An interaction between oxytocin and a genetic variation of the oxytocin receptor modulates amygdala activity toward direct gaze: evidence from a pharmacological imaging genetics study

The neuropeptide oxytocin plays an important role in social cognition. One valuable tool to study social cognition in healthy and autistic humans in a neuroscientific context is the investigation of gaze toward another person. Of importance, it has been demonstrated that pronounced amygdala activation could be observed, when participants are confronted with direct gaze pictures in an fMRI setting, an effect that can be particularly observed in autistic individuals. In the present study, a combined pharmacological imaging genetics study has been conducted to further investigate the biological basis of direct gaze processing. N = 55 healthy males were invited to an oxytocin challenge study administered while watching direct vs. averted gaze pictures in an fMRI setting.
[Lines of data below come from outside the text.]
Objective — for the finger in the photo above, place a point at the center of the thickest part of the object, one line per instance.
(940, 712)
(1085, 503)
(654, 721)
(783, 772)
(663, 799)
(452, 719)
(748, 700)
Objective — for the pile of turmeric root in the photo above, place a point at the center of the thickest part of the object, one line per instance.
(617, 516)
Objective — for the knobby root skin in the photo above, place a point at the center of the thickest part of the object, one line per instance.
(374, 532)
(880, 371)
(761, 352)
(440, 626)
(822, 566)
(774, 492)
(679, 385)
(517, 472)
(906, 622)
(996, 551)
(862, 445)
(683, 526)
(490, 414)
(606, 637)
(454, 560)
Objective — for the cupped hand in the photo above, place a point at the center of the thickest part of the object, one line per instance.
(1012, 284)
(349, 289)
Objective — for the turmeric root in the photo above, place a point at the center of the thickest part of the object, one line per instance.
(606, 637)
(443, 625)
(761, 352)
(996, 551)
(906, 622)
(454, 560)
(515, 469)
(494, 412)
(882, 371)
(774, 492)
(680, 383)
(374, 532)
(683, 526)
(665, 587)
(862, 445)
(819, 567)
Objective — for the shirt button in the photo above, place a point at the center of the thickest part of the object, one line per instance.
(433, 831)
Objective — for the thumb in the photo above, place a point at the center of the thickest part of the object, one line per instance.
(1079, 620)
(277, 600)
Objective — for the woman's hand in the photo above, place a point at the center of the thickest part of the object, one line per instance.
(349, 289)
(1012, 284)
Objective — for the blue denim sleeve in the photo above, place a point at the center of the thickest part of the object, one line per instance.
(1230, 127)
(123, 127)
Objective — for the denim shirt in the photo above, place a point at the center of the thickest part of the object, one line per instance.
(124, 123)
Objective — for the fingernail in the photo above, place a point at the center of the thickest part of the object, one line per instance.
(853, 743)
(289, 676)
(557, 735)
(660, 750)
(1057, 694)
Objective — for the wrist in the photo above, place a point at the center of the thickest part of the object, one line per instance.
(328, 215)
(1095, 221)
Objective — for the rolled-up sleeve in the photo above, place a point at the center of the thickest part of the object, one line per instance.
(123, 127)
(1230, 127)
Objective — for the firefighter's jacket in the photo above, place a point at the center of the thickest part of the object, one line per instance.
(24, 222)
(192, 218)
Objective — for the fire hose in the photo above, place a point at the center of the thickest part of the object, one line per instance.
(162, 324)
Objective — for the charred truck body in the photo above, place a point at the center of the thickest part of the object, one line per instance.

In addition, the promoter region of the oxytocin receptor (OXTR) gene of the participants was investigated to search for individual differences in the recorded BOLD signal. The main result revealed that a genetic variation of the OXTR gene (rs401015) modulated the right amygdala activity for the fMRI contrast "direct > averted gaze" under the influence of the neuropeptide oxytocin. Here, carriers of the heterozygous CT variant showed higher activity compared to the TT group. The present study highlights the role of individual differences in a genetic variant of the OXTR gene for amygdala activation during processing of direct gaze pictures after intranasal oxytocin administration. In sum, the study shows the importance of combining a pharmacological challenge with genetic imaging to better understand the biological basis of social cognition.